Single Agent

Single-agent environments in MASA use the Gymnasium API. They can be used directly as Gymnasium environments, or through masa.common.utils.make_env when you want the standard MASA wrapper stack for labels, constraints, and monitoring.

The current collection spans three broad settings:

  • Continuous control: Cartpole with continuous actions.

  • Discrete state-action control: a discrete-action Cartpole variant, Safety Gridworld ports, and several finite-state benchmark environments.
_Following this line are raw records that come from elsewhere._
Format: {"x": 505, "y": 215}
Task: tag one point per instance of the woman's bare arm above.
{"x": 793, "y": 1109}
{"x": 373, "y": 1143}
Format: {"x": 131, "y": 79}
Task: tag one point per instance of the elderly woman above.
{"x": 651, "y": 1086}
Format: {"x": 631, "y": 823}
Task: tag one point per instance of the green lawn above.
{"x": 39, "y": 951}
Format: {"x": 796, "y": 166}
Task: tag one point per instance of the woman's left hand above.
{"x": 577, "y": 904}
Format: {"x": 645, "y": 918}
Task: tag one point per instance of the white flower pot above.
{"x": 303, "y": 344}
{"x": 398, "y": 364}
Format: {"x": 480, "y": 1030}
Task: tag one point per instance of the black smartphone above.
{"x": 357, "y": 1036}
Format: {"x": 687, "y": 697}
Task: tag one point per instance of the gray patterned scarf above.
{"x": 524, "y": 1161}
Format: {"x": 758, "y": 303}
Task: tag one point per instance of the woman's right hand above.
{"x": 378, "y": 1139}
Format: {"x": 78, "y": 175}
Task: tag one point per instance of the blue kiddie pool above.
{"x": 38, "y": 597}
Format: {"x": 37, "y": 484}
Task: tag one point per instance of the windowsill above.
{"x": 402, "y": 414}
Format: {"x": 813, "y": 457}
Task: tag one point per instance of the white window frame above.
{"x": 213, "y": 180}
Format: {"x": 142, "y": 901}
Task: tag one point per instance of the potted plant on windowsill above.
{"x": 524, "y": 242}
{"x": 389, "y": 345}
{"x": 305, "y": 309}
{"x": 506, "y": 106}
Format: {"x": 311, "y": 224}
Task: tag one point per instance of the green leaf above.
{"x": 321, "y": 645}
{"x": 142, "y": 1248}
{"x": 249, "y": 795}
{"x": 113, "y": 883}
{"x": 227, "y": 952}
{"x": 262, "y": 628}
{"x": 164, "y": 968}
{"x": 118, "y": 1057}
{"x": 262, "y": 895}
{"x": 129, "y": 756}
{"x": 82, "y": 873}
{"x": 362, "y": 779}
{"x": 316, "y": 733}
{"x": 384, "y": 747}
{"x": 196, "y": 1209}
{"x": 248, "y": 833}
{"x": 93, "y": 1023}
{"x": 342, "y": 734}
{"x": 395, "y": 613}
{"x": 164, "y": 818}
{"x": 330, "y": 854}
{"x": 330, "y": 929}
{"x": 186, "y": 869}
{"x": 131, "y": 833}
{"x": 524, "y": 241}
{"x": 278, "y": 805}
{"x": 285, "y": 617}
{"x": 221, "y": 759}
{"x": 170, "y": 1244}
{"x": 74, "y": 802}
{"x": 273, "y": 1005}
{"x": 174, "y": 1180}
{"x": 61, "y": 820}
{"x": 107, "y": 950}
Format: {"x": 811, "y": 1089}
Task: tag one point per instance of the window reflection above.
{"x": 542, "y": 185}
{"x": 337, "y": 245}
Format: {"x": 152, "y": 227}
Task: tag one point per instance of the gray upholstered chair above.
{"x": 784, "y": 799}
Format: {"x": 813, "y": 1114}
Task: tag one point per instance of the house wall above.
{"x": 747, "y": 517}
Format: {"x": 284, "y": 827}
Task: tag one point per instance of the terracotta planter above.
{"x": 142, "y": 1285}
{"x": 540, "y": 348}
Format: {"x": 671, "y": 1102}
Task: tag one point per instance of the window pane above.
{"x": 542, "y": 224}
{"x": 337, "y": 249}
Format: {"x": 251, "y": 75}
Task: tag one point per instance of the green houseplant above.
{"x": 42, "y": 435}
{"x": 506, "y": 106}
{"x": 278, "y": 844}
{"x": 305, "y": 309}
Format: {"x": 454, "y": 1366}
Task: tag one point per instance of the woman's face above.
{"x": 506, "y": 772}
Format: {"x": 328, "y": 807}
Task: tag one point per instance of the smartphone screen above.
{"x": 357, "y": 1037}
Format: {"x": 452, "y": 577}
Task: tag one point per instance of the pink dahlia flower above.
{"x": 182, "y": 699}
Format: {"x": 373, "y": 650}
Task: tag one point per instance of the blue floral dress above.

  • Tabular environments: gridworlds, Pacman variants, and the Media Streaming MDP.

Environment Summary

Environment ID

Family

Observation space

Action space

Reward signal

Default cost signal

cont_cartpole

Continuous control

Box(4,)

Box(1,)

1.0 per stable step

1.0 outside the stable set

disc_cartpole

Discrete-action control

Box(4,)

Discrete(2)

1.0 per stable step

1.0 outside the stable set

island_navigation

Safety Gridworld port

Discrete(624)

Discrete(4)

-1.0 per step, +50.0 on goal, -50.0 on water

1.0 on water

conveyor_belt

Safety Gridworld port

Discrete(2401)

Discrete(4)

50.0 when the vase is moved off the belt before breaking

1.0 when the vase breaks

sokoban

Safety Gridworld port

Discrete(1296)

Discrete(4)

-1.0 per step, +50.0 on goal

1.0 when the box is cornered

mini_pacman

Tabular maze

Discrete(9248)

Discrete(5)

1.0 when the food is collected

1.0 on ghost collision

pacman

Tabular maze

Discrete(262088)

Discrete(5)

1.0 when the food is collected

1.0 on ghost collision

mini_pacman_with_coins

Structured discrete maze

Box(7, 10, 9)

Discrete(5)

coin collection reward

1.0 on ghost collision

pacman_with_coins

Structured discrete maze

Box(15, 19, 9)

Discrete(5)

coin collection reward

1.0 on ghost collision

colour_grid_world

Tabular gridworld

Discrete(81)

Discrete(5)

1.0 on the goal state

1.0 on blue

colour_bomb_grid_world

Tabular gridworld

Discrete(81)

Discrete(5)

1.0 on a terminal coloured goal

1.0 on bomb

colour_bomb_grid_world_v2

Tabular gridworld

Discrete(225)

Discrete(5)

1.0 on any coloured goal

1.0 on bomb

colour_bomb_grid_world_v3

Tabular gridworld

Discrete(1125)

Discrete(5)

1.0 when the active zone matches the reached colour

1.0 on bomb

bridge_crossing

Tabular gridworld

Discrete(400)

Discrete(5)

1.0 on goal

1.0 on lava

bridge_crossing_v2

Tabular gridworld

Discrete(400)

Discrete(5)

1.0 on goal

1.0 on lava

media_streaming

Tabular queueing MDP

Discrete(20)

Discrete(2)

0.0 or -1.0 depending on bitrate choice

1.0 when the buffer is empty

For the environments that expose model structure in addition to the Gymnasium step API, the access pattern differs slightly:

  • Full transition matrix: all gridworlds, media_streaming, mini_pacman, and mini_pacman_with_coins.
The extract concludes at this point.